契約関係が続いている顧問税理士の場合、どうしても保守的な考え方になりがちになります。そのため、「競争を勝ち残りたい!事業を成長させたい!」という意欲的な経営者とは、相性や見解が乖離していくことが往々にしてあります。
このような場合、外部の税理士によるセカンドオピニオンは補完的な機能として働きます。顧問税理士と同じ意見が出た場合には、その判断が最良であるとの強固な裏付けをすることができます。また、異なる意見が出た場合には、経営の意思決定における選択肢の幅や貴重な判断材料が得られたことにもなります。

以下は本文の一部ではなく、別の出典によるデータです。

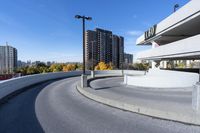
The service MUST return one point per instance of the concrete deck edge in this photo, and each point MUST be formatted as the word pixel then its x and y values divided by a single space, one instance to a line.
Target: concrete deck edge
pixel 172 116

外部の税理士からセカンドオピニオンを聞くことにより、専門的な分野について新たな可能性を発見できたり、自社の経営課題が明らかになることがあります。
たとえば、相続や事業承継、M&Aの場面など必要となる資産価値の評価や株価評価は、税額計算の基礎となる重要なものであり、取り扱い金額が大きくなる分、納税額が解釈の余地に左右され易いものでもあります。実際、セカンドオピニオンにより、節税対策が進み、納税額を大きく減らすことができたという声も聞きます。
また、現在の顧問税理士にはない新たな意見を聞くことにより、新しいビジネスが生まれ、会社経営が大きく前進することもあり得ます。税理士の判断基準により、取引や経費、税額が決まるのですから、追加で10%の節税ができるということは、新たに10%の売上を叩き出すことと同じ意味を持っているのです。
●東証プライム上場企業から個人事業主に至るまで、これまでに豊富な顧問契約の取扱実績を持つ弁護士法人プロテクトスタンスと連携し、経営支援のノウハウをご提供いたします。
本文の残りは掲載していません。